Ooperipatellus cynocephalus

Scientific classification
- Kingdom: Animalia
- Phylum: Onychophora
- Family: Peripatopsidae
- Genus: Ooperipatellus
- Species: O. cynocephalus
- Binomial name: Ooperipatellus cynocephalus Lord & Giribet, 2026

= Ooperipatellus cynocephalus =

- Genus: Ooperipatellus
- Species: cynocephalus
- Authority: Lord & Giribet, 2026

Species of egg-laying Peripatopsid velvet worm

Ooperipatellus cynocephalus is a species of velvet worm in the family Peripatopsidae. Like all velvet worms in the genus Ooperipatellus, this species is oviparous, and like most species in this genus, this velvet worm features 14 pairs of legs. This velvet worm is found on the island of Tasmania in Australia.

== Discovery ==
This species was first described in 2026 by Arianna Lord, Shahan Derkarabetian, Shoyo Sato, and Gonzalo Giribet, biologists at the Museum of Comparative Zoology at Harvard University, based on two female specimens collected at different sites in Tasmania in 2023. The authors found the holotype at an elevation of 264 meters in the Dial Range Reserve and the paratype at an elevation of 311 meters at Nelson Falls. Both type specimens are deposited in the Museum of Comparative Zoology.

== Distribution ==
Both specimens of this velvet worm were found in northwestern Tasmania. Authorities suspect that the range of this species is confined to this quadrant of the island. This range overlaps with the ranges of two other species in the same genus, O. cryptus and O. decoratus.

== Description ==
This species features 14 leg pairs, with the last leg pair well developed and used for walking. Preserved specimens can reach 14 mm in length and 3 mm in width. The dorsal surface of the body usually features 12 plicae (transverse ridges) per segment. Each foot features three complete spinous pads, and most feet also feature a fragmented fourth pad proximal to the others. On the fourth and fifth leg pairs, a nephridial tubercle divides the third pad into two parts. The distal end of each foot features paired claws and three distal papillae. Females feature a large ovipositor pointed toward the rear, with a gonopore in the form of a longitudinal slit at the distal end. The anus is located at the terminal end of the body.

The dorsal surface of this velvet worm displays patterns that vary among specimens. For example, the holotype is brown-orange with a dark longitudinal line on each side above the legs, but the paratype displays an orange pattern on a background that is nearly black. A distinct line runs down the middle of the back in each specimen. The ventral surface of each specimen is pale with a diffuse dark longitudinal line on each side interior to the legs.
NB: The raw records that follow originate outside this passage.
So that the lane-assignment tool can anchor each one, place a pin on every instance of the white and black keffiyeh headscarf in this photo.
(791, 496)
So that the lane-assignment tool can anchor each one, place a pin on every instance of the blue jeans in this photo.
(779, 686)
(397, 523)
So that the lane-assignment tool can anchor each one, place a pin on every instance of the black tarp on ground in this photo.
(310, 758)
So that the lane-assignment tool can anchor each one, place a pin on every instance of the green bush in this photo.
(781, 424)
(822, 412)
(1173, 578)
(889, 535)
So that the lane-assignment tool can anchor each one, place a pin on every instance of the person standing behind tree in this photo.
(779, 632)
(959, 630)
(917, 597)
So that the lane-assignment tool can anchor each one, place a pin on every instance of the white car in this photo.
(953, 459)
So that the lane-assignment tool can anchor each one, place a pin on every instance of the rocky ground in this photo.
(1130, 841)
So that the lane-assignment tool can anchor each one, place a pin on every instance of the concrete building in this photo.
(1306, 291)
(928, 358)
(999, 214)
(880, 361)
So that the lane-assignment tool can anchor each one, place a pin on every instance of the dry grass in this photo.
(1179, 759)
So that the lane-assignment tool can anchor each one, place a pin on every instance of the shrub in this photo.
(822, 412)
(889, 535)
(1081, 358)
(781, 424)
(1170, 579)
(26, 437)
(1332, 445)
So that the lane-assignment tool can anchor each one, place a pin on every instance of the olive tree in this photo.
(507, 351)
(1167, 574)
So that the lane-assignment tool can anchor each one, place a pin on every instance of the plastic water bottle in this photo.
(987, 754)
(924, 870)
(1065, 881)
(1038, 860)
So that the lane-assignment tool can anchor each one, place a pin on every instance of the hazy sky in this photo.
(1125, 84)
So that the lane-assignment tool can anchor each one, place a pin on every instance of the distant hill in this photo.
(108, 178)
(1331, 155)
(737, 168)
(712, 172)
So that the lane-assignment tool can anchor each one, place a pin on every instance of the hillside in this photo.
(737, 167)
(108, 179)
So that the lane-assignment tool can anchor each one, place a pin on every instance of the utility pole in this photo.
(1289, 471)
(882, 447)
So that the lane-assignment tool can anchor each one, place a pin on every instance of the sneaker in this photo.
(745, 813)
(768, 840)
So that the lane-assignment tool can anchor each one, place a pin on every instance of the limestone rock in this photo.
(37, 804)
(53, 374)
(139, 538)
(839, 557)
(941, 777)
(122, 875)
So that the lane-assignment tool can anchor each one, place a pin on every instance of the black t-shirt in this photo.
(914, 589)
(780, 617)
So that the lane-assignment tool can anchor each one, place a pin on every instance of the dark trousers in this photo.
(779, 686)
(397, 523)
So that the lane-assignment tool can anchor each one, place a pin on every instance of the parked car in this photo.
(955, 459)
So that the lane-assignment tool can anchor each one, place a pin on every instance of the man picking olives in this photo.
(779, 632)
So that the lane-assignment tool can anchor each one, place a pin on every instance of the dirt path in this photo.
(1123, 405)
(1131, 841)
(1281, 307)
The spinous pads are dark, and the ovipositor is nearly white.

This species shares an extensive set of traits with two other species in the same genus, O. cryptus and O. decoratus, which are both found in the same quadrant of Tasmania as O. cynocephalus. For example, like all Ooperipatellus species, each of these three velvet worms features feet with three distal papillae and lays eggs using an ovipositor with a longitudinal slit as the gonopore. Furthermore, each of these three species features 14 leg pairs with the last pair fully developed.

The species O. cynocephalus can be distinguished from O. cryptus and O. decoratus, however, based on other features. For example, the dorsal surface is pale in O. cryptus but features dark pigment in O. cynocephalus. Similarly, this surface distinguishes O. decoratus from O. cynocephalus: A distinctive pattern formed by pairs of large primary papillae on each segment appears on the dorsal surface of O. decoratus, but these conspicuous papillae are absent in O. cynocephalus.

== Phylogeny ==
A phylogenetic analysis of the genus Ooperipatellus based on molecular data places O. cynocephalus in a clade with a sister group formed by two more Tasmanian species in the same genus, O. notus and O. spenceri. These three species form a sister group for a fourth Tasmanian species, O. mathinnae. This phylogenetic tree indicates that these four species are more closely related to one another than to the other species of Ooperipatellus in this analysis.

== Etymology ==
The velvet worm O. cynocephalus takes its species name from the extinct Tasmanian tiger, Thylacinus cynocephalus. The species name of O. cynocephalus refers to the pattern observed on the dorsal surface of the holotype specimen, which features black stripes on an orange background. This pattern is reminiscent of the stripes of the Asian tiger or the Tasmanian tiger.